The district takes its name from the old gunpowder mill complex, built by Asa Taylor in 1816 and operated by the Laflin & Rand Powder Company after 1869. It is located along the unnamed Orange Lake outlet brook which flows through the park just above its outlet at Quassaick Creek.

While it primarily produced powder for local residents' use in hunting and shooting sports, during the Civil War the Union Army procured some higher quality material. In the years before that conflict, local historian Edward Ruttenber claimed the mills were "the most complete and extensive works in the country" when they were under the ownership of a man named Daniel Rodgers.

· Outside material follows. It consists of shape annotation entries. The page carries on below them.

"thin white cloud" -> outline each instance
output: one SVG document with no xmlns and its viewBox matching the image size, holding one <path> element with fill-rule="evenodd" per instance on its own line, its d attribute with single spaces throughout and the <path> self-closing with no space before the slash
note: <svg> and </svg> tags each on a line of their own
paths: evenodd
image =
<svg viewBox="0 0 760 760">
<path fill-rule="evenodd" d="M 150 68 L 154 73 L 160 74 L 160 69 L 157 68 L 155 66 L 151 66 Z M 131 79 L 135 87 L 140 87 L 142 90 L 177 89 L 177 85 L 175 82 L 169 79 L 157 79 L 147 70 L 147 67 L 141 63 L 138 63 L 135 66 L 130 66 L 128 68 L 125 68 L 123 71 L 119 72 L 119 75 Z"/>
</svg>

After production stopped in the early 20th century, developers began building on houses on some of the property. Col. Frederic Adrian Delano (1863–1953), uncle of future President Franklin D. Roosevelt, purchased the remaining land, which included the core of the manufacturing operation, for use as a public park. Originally it was to have belonged to the City of Newburgh and in fact was deeded to the city, even though it was not contiguous with the city and is over a mile outside the city limits. The City of Newburgh maintained the park until the mid-1970s, at which time it became cost prohibitive and it gave up ownership. Eventually, Orange County purchased the property and it remains a part of the Orange County Parks and Recreation system to this day. It is adjacent to Cronomer Hill Park, which borders it across Powder Mill Road to the northwest. Cronomer Hill Park is a separate Orange County Park.

Today the historic district includes 14 of these buildings which had been the core of the manufacturing operation as contributing properties. It was designed to incorporate the old buildings as an essential feature, and many of the roofless stone structures still stand next to the park's barbecue pits and picnic grounds. It is the only remaining 19th-century gunpowder production facility in New York. It was added to the National Register of Historic Places in 1997.